I enjoy preserving Stoic’s garden bounty (along with that of the Lynn St. Clair Orchard in Taylorsville) because it makes me feel like a good steward and because — of everything going on in my life — it’s the only process with a beginning, middle and end. I can actually see what I’ve accomplished, usually within a single day.
Today, for instance, I froze sweet peppers (absurdly easy), cooked and froze pasta sauce with our own tomatoes and basil and made a peachy marmalade with the St. Clairs’ peaches.
This was my second batch of peach jam this summer. I made the first (different kind of peaches) two weeks ago. It’s still runny, and the recipe called for pectin to make it jell. Can’t imagine what it would have been like without the SureJell. With the pectin, it’s really only fit to brush on a pork tenderloin or chops or spread between cake layers.
However, today’s successful recipe (no pectin) came right off the Domino sugar bag. It was probably someone’s grandmother’s treasured recipe. Not only is it deliciously sticky, now that it’s cooked down; it tastes like peaches, oranges and lemon.
I know I’ve said this before: Don’t be afraid. All you need is a canner, some jars and lids. You’ll find a canner (make sure it has the interior rack for lowering and lifting the jars from the boiling water) at any thrift store. Same for jars and lids, but you can also find new ones at the grocery stores and you must never re-use the round lids. (You can re-use the rings.)
Run the jars through the dishwasher, timing the cycle with preparing and cooking your fruit and heating the water in your canner. You’ll want to take the warm jars out of the washer and fill them immediately. Lids and ladles and tongs you can simmer in another pot of boiling water. Just turn off heat when it’s had a good boil and take your surgical instruments out of the water when you’re ready to use them.
My last tips: Always have one more jar (or two) than the recipe says you’ll need. Set your finished jars on several towels on the counter and leave them undisturbed overnight. The next day remove every ring, turn every jar upside down carefully (hand underneath) to make sure it’s sealed and then replace and tighten ring. Any that are not sealed can be put back in canner and the fool boiled out of them once again. Label your jars and store them in the cool dark for at least 6 weeks before eating.
Peachy orange jam
3 large juice oranges
3 pounds medium firm ripe peaches, peeled, pitted and chopped into uniform-size chunks
6 cups granulated sugar
1/8 teaspoon fine sea salt
Grate rinds of oranges and lemon. A microplane works best to get a lot of zest without the bitter pith. Juice the fruit. Remove seeds but don’t strain juice — you want every bit of pulp for its natural pectin.
Add orange and lemon zest and juice to heavy stainless cooking kettle along with chopped peaches, sugar and salt. Bring to boil over medium heat, stirring often. DO NOT COVER. Reduce heat and let simmer slowly until thickened, about 35 to 45 minutes. Stir every now and then — when the drops roll like jelly from your spoon, you’re really close. Sometimes the color changes at this point.

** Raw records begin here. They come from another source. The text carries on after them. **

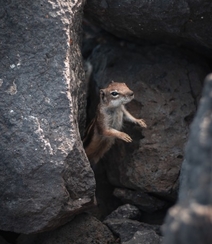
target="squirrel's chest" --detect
[108,109,123,130]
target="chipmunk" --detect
[83,81,147,164]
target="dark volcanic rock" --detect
[90,42,208,199]
[0,236,9,244]
[164,75,212,244]
[106,204,141,220]
[104,218,160,243]
[0,0,95,233]
[113,188,167,213]
[122,230,162,244]
[85,0,212,54]
[17,214,115,244]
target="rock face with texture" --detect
[85,0,212,53]
[17,213,116,244]
[104,204,161,244]
[164,75,212,244]
[87,42,208,204]
[0,0,95,233]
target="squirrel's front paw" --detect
[137,119,147,128]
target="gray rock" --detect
[122,230,162,244]
[104,218,160,243]
[0,0,95,233]
[106,204,141,220]
[85,0,212,54]
[164,75,212,244]
[90,42,209,199]
[17,214,115,244]
[113,188,167,213]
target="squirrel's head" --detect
[100,82,134,108]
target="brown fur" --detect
[83,82,147,164]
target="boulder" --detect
[17,213,116,244]
[122,230,162,244]
[85,0,212,55]
[104,218,160,244]
[164,74,212,244]
[113,188,168,213]
[0,0,95,233]
[106,204,141,220]
[89,41,208,200]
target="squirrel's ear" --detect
[99,89,105,101]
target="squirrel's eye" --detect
[110,92,119,97]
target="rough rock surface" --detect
[17,213,115,244]
[104,218,159,243]
[122,230,162,244]
[0,0,95,233]
[113,188,167,213]
[106,204,141,220]
[89,42,208,199]
[85,0,212,54]
[0,236,9,244]
[164,75,212,244]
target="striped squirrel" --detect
[83,81,147,164]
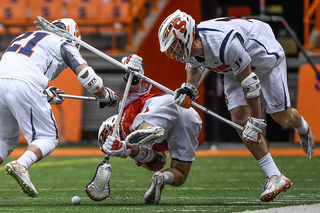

Ladle into hot canning jars, leaving 1/4-inch head space. Wipe jar rims with surgically clean paper towel moistened with blisteringly hot water. Place lids on jars and screw bands down (not tightly). Place jars on rack in canning kettle, making sure they’re completely covered by water at a depth of no less than 1 inch. Lower jars. Cover kettle and bring to rolling boil. Boil for 15 minutes — no skimping.
Carefully remove jars from water and listen for the chirpy pop of a lid self-sealing. Be sure no drafts touch these jars while they’re hot. Cold air plus hot jar = explosive device. Makes 5 pints (only I got 6 and that was with weighing peaches). Local cantaloupe, reduced-fat cottage cheese and a dollop of any leftovers that wouldn’t fit into your 5 or 6 jars makes a fabulous breakfast.